Birch is light, inexpensive, easy to work with and is used for the wood veneers on most inexpensive furniture. However, birch plywood is difficult to finish. The different layers of wood may take stain differently, resulting in uneven colour. It's not impossible to stain birch plywood; it just takes extra prep work to get an even finish.
Test the following steps on scrap plywood to make sure that you get the colour you want before working on the actual project.
Give the birch plywood a light sanding with 220-grit sandpaper. Work with the grain, not across it or in circles. Wipe off the dust with clean shop cloths.
Apply a pre-stain conditioner formulated for birch. This is available at home improvement and paint stores. It is usually a spray, but can also be applied by hand. Let it dry according to the manufacturer's instructions. This pre-treatment will help the birch plywood take the stain more evenly.
Dip your staining sponge into the tinted wood dye and apply it to the birch plywood. Work with the grain, as you did when you were sanding. Make sure to feather the edges as you re-dip the sponge to avoid any thick "borders" between areas as you stain. Let the stain dry according to the manufacturer's instructions.
Apply a second coat if needed, and let it dry as specified.

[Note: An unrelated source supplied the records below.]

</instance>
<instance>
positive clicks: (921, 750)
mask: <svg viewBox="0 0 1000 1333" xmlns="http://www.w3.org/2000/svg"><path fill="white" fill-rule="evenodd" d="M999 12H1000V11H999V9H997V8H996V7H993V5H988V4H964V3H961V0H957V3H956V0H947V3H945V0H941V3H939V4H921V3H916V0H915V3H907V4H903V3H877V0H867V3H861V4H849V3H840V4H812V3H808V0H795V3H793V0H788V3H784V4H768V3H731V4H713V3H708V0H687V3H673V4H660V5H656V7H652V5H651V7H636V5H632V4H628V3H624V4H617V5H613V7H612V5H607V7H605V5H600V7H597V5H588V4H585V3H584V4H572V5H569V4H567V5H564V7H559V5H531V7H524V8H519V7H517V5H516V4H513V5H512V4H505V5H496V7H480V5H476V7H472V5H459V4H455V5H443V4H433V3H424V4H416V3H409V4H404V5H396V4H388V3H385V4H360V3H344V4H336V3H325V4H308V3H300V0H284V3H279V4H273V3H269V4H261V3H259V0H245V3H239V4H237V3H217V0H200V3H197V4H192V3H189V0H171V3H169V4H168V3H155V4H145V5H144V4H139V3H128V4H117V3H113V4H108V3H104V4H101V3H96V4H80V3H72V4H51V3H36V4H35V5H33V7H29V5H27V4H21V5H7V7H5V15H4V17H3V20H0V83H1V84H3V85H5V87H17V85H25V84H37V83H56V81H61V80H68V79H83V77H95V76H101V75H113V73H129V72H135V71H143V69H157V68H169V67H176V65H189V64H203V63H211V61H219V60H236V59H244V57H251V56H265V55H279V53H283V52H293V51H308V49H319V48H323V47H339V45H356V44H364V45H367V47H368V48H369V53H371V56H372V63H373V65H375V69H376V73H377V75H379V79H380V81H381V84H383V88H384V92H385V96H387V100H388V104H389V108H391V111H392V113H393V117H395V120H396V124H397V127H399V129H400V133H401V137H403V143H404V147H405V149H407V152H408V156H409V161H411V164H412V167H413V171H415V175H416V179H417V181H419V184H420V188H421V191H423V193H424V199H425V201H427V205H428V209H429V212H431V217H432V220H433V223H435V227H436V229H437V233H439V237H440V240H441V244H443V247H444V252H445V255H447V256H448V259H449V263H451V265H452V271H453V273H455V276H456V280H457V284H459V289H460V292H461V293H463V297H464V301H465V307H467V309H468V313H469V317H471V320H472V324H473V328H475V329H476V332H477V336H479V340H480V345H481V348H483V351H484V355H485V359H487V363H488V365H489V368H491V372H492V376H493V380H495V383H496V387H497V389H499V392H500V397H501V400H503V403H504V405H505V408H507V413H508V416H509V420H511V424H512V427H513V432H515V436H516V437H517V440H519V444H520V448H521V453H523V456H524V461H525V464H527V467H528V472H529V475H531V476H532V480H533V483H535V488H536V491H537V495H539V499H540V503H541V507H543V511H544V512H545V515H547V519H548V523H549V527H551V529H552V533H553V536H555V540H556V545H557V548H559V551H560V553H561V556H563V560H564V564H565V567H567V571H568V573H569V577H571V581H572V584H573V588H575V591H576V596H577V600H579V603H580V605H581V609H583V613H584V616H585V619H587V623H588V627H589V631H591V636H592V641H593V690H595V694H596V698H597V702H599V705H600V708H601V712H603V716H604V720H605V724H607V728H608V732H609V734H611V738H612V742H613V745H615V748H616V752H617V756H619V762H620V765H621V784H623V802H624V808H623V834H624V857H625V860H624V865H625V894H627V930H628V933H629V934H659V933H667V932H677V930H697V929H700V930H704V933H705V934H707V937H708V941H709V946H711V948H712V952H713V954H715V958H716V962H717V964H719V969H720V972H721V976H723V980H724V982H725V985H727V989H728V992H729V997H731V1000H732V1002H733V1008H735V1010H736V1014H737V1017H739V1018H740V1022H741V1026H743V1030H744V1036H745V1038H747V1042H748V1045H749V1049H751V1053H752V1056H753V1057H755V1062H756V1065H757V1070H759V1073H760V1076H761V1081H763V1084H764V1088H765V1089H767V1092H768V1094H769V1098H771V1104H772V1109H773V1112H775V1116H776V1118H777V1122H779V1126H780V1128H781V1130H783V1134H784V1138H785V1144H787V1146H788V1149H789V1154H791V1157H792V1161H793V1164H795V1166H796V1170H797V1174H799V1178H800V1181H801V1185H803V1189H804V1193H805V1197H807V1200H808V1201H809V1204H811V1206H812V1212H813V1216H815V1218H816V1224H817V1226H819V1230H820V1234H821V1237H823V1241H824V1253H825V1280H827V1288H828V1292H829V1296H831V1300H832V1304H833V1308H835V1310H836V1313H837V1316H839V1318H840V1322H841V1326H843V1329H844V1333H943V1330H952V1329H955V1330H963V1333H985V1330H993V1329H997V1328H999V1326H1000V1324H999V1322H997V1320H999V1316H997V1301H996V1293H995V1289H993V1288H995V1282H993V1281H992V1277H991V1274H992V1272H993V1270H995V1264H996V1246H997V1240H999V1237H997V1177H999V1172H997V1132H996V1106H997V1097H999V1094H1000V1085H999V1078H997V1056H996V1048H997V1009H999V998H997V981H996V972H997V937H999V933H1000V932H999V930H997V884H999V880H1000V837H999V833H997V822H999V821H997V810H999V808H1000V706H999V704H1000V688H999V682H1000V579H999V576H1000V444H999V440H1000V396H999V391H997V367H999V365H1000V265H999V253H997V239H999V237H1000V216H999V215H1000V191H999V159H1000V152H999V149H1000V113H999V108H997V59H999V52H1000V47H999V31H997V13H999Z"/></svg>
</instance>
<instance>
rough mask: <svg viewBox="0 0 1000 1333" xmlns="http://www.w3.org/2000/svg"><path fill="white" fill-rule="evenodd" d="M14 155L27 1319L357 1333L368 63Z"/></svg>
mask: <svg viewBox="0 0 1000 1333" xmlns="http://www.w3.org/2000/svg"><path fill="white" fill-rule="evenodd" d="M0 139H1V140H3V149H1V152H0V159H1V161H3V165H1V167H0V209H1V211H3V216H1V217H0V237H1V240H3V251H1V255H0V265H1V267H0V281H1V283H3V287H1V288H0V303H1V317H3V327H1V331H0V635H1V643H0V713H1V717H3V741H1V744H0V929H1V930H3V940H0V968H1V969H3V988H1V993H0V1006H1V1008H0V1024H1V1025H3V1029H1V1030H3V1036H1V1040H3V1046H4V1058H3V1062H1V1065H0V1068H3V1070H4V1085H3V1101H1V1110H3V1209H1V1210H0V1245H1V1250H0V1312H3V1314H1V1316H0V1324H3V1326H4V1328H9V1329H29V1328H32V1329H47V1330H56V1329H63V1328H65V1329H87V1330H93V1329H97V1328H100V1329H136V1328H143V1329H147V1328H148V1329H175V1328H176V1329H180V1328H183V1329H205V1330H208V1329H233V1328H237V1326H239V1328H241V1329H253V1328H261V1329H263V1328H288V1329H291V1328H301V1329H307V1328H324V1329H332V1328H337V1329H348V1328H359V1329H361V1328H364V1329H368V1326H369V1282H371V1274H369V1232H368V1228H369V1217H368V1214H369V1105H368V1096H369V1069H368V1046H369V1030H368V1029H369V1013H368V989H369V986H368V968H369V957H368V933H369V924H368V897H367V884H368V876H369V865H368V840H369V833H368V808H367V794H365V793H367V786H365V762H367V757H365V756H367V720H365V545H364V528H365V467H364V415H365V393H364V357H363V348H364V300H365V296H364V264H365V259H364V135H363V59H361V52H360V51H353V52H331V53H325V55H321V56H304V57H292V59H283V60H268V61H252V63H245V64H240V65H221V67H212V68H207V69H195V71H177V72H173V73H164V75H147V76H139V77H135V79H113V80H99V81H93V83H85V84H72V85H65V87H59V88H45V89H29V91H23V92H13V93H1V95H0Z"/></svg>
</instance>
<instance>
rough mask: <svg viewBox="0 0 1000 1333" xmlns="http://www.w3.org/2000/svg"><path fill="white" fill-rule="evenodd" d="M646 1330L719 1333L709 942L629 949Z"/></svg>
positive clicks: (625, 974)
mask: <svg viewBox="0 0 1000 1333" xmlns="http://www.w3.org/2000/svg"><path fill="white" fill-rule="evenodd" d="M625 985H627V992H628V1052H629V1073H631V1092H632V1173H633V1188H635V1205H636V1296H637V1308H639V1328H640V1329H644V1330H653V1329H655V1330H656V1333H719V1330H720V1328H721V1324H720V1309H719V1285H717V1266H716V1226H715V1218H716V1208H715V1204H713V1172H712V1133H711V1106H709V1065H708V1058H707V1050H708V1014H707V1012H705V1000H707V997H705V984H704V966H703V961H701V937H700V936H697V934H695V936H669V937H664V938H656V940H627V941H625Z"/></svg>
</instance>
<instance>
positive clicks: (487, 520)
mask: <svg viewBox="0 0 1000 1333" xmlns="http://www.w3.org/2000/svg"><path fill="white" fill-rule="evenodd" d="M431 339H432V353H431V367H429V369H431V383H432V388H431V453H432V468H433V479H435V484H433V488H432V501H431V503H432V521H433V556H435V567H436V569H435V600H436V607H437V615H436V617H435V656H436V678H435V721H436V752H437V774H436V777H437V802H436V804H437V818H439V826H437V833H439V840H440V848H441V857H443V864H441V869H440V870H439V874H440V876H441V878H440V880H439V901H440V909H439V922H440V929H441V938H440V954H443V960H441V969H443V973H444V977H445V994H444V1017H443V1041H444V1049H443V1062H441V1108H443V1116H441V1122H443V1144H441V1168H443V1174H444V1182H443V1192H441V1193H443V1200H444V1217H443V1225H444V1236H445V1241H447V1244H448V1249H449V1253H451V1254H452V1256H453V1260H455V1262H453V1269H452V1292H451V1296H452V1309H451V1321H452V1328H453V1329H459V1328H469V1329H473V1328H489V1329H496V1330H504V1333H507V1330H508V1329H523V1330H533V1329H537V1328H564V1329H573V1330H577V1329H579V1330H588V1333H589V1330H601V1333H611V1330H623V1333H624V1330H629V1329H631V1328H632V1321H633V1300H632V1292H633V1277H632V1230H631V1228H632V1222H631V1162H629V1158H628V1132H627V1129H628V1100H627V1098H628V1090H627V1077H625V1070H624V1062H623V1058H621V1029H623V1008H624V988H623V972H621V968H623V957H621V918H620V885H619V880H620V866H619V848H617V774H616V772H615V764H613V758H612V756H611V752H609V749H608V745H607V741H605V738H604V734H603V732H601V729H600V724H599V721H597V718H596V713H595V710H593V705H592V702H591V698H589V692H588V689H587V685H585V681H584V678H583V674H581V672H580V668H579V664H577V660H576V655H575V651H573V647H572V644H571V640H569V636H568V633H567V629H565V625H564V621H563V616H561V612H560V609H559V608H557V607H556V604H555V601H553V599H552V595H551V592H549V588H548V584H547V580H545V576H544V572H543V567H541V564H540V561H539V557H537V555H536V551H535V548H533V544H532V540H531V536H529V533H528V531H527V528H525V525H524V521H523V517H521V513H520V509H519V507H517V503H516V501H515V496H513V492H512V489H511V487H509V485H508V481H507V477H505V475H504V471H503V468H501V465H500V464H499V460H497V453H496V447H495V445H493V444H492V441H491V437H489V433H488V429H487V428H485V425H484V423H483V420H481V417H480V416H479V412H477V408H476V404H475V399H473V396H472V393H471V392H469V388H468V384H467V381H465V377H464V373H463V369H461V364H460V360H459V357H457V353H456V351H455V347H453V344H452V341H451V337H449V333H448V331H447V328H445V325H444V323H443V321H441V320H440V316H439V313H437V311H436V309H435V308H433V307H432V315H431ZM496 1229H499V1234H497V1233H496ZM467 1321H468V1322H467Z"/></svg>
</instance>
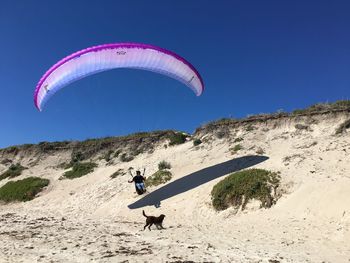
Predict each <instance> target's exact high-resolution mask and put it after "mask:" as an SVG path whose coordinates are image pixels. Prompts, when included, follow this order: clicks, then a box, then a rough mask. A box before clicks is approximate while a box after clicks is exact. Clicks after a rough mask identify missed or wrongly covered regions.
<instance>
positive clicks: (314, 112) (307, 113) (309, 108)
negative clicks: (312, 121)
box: [291, 100, 350, 115]
mask: <svg viewBox="0 0 350 263" xmlns="http://www.w3.org/2000/svg"><path fill="white" fill-rule="evenodd" d="M337 110H350V100H338V101H336V102H333V103H317V104H314V105H311V106H310V107H308V108H305V109H296V110H294V111H293V112H292V113H291V114H292V115H301V114H312V113H317V112H324V111H337Z"/></svg>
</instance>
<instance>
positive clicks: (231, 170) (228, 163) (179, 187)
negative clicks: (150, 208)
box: [128, 155, 268, 209]
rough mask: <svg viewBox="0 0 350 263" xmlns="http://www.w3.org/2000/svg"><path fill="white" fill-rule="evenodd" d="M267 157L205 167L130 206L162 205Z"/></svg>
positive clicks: (133, 203)
mask: <svg viewBox="0 0 350 263" xmlns="http://www.w3.org/2000/svg"><path fill="white" fill-rule="evenodd" d="M267 159H268V157H266V156H257V155H249V156H244V157H239V158H236V159H233V160H229V161H226V162H223V163H220V164H216V165H214V166H211V167H207V168H204V169H202V170H199V171H197V172H194V173H191V174H189V175H187V176H184V177H182V178H180V179H177V180H175V181H174V182H171V183H169V184H167V185H165V186H163V187H161V188H159V189H157V190H155V191H153V192H151V193H149V194H148V195H146V196H144V197H143V198H141V199H139V200H137V201H136V202H134V203H132V204H130V205H128V207H129V208H130V209H136V208H140V207H144V206H149V205H154V206H155V207H160V202H161V201H163V200H165V199H168V198H170V197H172V196H175V195H178V194H181V193H184V192H186V191H188V190H191V189H193V188H196V187H197V186H200V185H202V184H205V183H207V182H210V181H211V180H214V179H216V178H219V177H221V176H224V175H226V174H229V173H232V172H236V171H239V170H242V169H245V168H248V167H251V166H253V165H256V164H258V163H261V162H264V161H266V160H267Z"/></svg>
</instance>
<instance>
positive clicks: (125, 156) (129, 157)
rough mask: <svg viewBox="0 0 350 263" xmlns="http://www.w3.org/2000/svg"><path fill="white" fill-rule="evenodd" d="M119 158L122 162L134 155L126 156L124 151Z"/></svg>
mask: <svg viewBox="0 0 350 263" xmlns="http://www.w3.org/2000/svg"><path fill="white" fill-rule="evenodd" d="M119 159H120V160H121V161H122V162H130V161H132V160H134V157H133V156H128V155H127V154H126V153H123V154H122V155H120V157H119Z"/></svg>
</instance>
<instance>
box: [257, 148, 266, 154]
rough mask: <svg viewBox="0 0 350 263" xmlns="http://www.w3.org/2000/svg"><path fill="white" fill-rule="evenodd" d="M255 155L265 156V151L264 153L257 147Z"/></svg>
mask: <svg viewBox="0 0 350 263" xmlns="http://www.w3.org/2000/svg"><path fill="white" fill-rule="evenodd" d="M256 154H259V155H263V154H265V151H264V149H263V148H261V147H259V148H258V149H257V150H256Z"/></svg>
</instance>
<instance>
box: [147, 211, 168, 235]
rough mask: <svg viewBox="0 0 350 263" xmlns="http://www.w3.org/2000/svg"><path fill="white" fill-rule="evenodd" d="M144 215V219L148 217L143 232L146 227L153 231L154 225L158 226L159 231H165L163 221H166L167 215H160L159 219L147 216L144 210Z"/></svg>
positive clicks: (155, 217) (150, 216) (155, 216)
mask: <svg viewBox="0 0 350 263" xmlns="http://www.w3.org/2000/svg"><path fill="white" fill-rule="evenodd" d="M142 214H143V216H144V217H146V225H145V226H144V227H143V230H145V229H146V227H147V226H148V229H149V230H150V231H151V226H152V225H153V224H155V225H156V227H157V229H159V227H160V228H161V229H164V227H163V220H164V217H165V215H163V214H162V215H160V216H158V217H156V216H147V215H146V214H145V211H144V210H142Z"/></svg>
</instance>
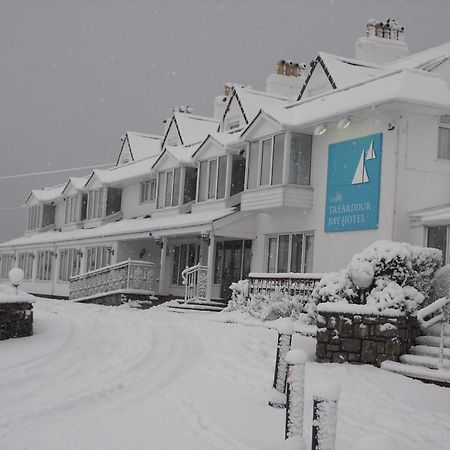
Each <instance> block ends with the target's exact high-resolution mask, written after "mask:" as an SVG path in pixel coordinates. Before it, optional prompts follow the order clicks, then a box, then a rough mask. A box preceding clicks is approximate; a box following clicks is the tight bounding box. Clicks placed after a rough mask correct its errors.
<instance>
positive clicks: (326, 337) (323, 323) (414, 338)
mask: <svg viewBox="0 0 450 450" xmlns="http://www.w3.org/2000/svg"><path fill="white" fill-rule="evenodd" d="M321 316H322V319H321V321H320V323H319V329H318V331H317V347H316V357H317V360H318V361H319V362H339V363H342V362H350V363H366V364H372V365H376V366H379V365H380V364H381V363H382V362H383V361H385V360H387V359H390V360H393V361H398V360H399V357H400V356H401V355H403V354H404V353H407V352H408V350H409V349H410V347H411V346H412V345H414V342H415V338H416V337H417V336H419V335H420V329H419V325H418V323H417V320H416V319H415V318H414V317H410V316H400V317H385V316H376V315H354V314H349V313H333V312H322V313H321Z"/></svg>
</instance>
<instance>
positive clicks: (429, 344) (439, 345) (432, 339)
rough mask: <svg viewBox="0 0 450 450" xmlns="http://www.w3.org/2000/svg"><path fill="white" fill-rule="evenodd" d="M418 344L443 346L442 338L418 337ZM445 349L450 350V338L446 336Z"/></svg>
mask: <svg viewBox="0 0 450 450" xmlns="http://www.w3.org/2000/svg"><path fill="white" fill-rule="evenodd" d="M416 344H417V345H428V346H431V347H439V346H440V345H441V338H440V336H418V337H416ZM444 347H447V348H450V337H447V336H444Z"/></svg>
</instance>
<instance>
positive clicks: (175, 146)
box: [152, 145, 198, 214]
mask: <svg viewBox="0 0 450 450" xmlns="http://www.w3.org/2000/svg"><path fill="white" fill-rule="evenodd" d="M197 148H198V146H197V145H196V146H187V147H183V146H166V148H165V149H164V151H163V152H162V153H161V155H160V157H159V158H158V159H157V161H156V162H155V164H154V165H153V167H152V169H153V171H155V172H157V174H158V175H157V176H158V181H157V194H156V208H157V209H156V214H158V213H159V212H161V213H170V214H176V213H179V212H186V211H188V210H189V209H190V203H191V202H193V201H194V200H195V194H196V186H197V168H196V167H195V166H194V162H193V159H192V155H193V153H194V152H195V150H196V149H197Z"/></svg>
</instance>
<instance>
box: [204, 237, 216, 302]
mask: <svg viewBox="0 0 450 450" xmlns="http://www.w3.org/2000/svg"><path fill="white" fill-rule="evenodd" d="M215 244H216V239H215V236H214V233H209V247H208V272H207V279H206V283H207V285H206V301H207V302H209V301H211V292H212V285H213V281H214V247H215Z"/></svg>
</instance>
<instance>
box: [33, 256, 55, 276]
mask: <svg viewBox="0 0 450 450" xmlns="http://www.w3.org/2000/svg"><path fill="white" fill-rule="evenodd" d="M53 258H54V253H53V252H51V251H49V250H45V251H43V252H38V267H37V274H36V278H37V279H38V280H42V281H49V280H51V279H52V272H53Z"/></svg>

Put on your painter's mask, and apply a coat of sealer. Polyurethane spray is the easiest to apply and the longest-lasting. Make sure that whichever sealer you use is compatible with your wood dye. It's best to stay within the same brand. Let the sealer dry as the label suggests, and then apply a second coat, if you like.
Use a small piece of masking tape to label the back of your scrap wood if you are experimenting with different colours.
Always work in a well-ventilated area when using spray sealer.
Tips and warnings
- Use a small piece of masking tape to label the back of your scrap wood if you are experimenting with different colours.
- Always work in a well-ventilated area when using spray sealer.